The pressurised water reactor was synchronised to the South African energy grid on 18 November after nearly a year offline for the replacement of the plant’s three original steam generators, a prerequisite for the long-term operation of the plant.
Completion of the longest outage in the plant’s history is a “huge milestone” in its generational recovery plan and strategic objectives, Eskom said.
The steam generator replacement had originally been scheduled to take place in the first half of 2021, with similar work at Koeberg 2 to take place the following year. However, the schedule was put back due to concerns about the tight supply of electricity in South Africa. Koeberg 1’s maintenance outage began on 10 December 2022 and had been expected to last about six months.
Koeberg 2 – which continued to operate for the duration of unit 1’s outage – will begin an outage for similar work once unit 1 is stable and all the required commissioning tests are complete – but lessons learned from unit 1’s outage will enable the duration of unit 2’s outage to be reduced, Eskom said.
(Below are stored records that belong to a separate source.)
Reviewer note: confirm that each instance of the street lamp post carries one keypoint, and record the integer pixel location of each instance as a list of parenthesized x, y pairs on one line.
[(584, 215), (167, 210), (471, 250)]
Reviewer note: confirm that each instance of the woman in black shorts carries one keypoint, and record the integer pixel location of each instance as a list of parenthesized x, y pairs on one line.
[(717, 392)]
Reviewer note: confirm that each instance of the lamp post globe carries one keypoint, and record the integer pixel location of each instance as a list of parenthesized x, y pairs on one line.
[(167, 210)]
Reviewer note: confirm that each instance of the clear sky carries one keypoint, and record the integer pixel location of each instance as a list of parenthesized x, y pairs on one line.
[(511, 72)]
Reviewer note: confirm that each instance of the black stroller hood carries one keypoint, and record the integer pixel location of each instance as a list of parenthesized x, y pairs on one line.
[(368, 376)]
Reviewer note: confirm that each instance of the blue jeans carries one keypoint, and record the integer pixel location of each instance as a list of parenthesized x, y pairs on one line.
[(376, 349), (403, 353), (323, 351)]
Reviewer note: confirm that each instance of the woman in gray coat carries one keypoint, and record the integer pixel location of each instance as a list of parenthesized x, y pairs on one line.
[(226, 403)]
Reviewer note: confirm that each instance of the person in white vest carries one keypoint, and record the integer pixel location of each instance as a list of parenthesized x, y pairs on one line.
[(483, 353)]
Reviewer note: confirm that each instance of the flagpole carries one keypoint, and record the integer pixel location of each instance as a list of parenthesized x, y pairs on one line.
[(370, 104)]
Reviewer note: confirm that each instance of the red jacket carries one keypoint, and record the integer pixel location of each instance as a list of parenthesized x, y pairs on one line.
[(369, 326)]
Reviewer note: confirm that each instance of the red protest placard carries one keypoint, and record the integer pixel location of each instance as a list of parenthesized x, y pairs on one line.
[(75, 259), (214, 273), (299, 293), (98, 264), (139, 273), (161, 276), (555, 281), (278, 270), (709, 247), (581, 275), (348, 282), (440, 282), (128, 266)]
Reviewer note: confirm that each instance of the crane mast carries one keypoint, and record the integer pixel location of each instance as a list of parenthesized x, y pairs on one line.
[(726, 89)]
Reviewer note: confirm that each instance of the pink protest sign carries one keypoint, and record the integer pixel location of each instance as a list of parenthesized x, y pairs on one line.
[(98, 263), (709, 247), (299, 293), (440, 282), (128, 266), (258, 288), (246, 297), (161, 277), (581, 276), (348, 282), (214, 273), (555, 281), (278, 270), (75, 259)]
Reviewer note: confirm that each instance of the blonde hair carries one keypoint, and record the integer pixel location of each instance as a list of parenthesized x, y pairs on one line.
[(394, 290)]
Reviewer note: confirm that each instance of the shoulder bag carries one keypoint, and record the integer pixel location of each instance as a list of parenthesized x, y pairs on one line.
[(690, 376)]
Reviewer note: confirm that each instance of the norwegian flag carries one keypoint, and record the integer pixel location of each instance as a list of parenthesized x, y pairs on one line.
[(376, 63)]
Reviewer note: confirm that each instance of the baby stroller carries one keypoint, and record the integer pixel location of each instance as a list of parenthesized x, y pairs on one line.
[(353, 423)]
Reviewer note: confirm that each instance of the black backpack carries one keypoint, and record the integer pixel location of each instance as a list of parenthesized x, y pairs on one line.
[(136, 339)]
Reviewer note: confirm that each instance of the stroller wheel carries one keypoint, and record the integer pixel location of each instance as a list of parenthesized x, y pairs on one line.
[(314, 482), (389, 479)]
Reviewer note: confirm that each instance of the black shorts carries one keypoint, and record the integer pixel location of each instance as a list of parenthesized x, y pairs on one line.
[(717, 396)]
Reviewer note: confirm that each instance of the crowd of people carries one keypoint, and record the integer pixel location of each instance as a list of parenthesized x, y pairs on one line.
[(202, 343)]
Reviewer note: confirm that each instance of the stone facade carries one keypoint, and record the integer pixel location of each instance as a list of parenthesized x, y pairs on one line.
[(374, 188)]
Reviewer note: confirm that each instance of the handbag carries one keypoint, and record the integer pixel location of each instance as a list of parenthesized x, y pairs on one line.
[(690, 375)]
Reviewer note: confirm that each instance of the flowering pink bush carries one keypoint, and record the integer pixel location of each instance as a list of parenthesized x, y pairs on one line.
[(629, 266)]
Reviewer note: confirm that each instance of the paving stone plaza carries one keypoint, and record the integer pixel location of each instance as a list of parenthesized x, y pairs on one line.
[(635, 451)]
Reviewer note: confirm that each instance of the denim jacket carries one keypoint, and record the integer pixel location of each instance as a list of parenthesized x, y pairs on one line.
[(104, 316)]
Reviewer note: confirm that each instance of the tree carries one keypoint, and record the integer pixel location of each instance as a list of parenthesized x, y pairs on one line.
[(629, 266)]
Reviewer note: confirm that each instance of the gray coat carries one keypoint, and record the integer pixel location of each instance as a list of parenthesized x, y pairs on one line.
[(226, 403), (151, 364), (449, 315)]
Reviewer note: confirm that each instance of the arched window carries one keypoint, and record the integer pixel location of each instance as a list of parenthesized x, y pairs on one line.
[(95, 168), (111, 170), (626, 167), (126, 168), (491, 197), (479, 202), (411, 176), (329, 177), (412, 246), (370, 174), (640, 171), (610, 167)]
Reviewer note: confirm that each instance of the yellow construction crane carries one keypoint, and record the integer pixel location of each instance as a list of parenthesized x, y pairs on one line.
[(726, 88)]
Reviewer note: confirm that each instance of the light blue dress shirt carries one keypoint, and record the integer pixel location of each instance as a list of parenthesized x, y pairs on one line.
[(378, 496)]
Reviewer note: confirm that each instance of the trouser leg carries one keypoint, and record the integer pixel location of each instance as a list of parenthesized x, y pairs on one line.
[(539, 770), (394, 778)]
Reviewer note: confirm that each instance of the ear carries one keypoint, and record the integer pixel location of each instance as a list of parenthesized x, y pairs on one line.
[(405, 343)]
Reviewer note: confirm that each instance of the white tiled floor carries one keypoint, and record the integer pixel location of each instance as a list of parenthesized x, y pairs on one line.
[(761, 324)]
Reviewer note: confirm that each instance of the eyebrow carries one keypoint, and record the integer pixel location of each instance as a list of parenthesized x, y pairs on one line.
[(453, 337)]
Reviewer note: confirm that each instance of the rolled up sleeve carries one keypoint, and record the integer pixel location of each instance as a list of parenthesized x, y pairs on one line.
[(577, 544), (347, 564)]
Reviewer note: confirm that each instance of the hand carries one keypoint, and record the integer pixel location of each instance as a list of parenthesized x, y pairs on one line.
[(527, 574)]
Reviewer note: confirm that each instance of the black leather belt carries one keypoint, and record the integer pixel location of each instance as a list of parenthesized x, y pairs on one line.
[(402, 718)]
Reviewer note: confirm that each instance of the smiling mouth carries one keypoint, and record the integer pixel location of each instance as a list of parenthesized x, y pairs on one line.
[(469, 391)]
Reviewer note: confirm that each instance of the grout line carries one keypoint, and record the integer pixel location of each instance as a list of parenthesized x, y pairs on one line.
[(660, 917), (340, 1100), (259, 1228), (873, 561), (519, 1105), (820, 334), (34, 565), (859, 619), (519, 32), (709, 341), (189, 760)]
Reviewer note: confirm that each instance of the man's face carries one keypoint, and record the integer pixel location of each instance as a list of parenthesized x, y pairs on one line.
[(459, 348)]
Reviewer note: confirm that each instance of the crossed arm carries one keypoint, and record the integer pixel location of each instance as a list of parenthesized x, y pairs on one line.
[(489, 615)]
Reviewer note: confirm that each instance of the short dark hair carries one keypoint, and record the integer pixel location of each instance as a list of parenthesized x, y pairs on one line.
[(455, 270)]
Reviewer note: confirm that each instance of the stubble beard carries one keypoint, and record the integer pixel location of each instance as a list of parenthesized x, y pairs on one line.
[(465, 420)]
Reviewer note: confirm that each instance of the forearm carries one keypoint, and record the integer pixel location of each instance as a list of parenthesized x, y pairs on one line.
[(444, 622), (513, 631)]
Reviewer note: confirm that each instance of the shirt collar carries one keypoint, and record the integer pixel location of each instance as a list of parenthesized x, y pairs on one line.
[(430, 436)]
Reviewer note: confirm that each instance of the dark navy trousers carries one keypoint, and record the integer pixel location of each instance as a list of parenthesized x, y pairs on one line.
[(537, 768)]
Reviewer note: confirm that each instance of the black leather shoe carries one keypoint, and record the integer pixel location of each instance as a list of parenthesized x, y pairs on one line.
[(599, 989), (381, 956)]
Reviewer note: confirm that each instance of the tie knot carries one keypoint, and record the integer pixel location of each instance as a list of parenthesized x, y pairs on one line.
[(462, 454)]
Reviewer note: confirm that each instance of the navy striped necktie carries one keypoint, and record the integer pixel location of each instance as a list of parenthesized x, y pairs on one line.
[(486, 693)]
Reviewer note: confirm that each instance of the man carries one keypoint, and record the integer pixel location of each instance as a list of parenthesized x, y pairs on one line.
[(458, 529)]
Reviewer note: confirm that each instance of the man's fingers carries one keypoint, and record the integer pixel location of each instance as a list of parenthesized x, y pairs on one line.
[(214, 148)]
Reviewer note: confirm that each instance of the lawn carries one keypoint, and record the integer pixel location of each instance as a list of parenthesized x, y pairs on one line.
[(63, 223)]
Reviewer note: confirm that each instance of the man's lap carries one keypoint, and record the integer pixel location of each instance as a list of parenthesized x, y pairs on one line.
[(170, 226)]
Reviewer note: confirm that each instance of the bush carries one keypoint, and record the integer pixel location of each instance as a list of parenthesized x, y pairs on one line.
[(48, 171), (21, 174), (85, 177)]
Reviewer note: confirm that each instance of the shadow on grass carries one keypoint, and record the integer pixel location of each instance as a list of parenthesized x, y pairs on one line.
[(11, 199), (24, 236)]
“This milestone is as a result of the hard work and determination of the Eskom employees, suppliers, and contractors who have had to endure a long and challenging outage in the Koeberg Power Station’s history. I commend everyone involved on the project for ensuring that the unt was returned to service safely,” said Eskom Group Executive for Generation Bheki Nxumalo.
Although Koeberg 1 has now been reconnected to the grid, South Africa’s electricity system remains constrained: on 19 November, Eskom announced that loadshedding measures would continue with 16,264 MWe of its generating capacity in unplanned outages. Some 6,606 MWe of capacity was offline for planned maintenance.
Koeberg, with a combined capacity of 1,860 MWe, is the only operating nuclear power plant on the African content. Unit 1 entered commercial operation in 1984 and unit 2 in 1985, and the units are currently licensed to operate until 2024 and 2025, respectively. Eskom submitted its application to extend the operating life of the two-unit plant by additional 20 years beyond its initial 40-year operating life to South Africa’s National Nuclear Regulator in May 2021. Public hearings in connection with the application are scheduled for February 2024.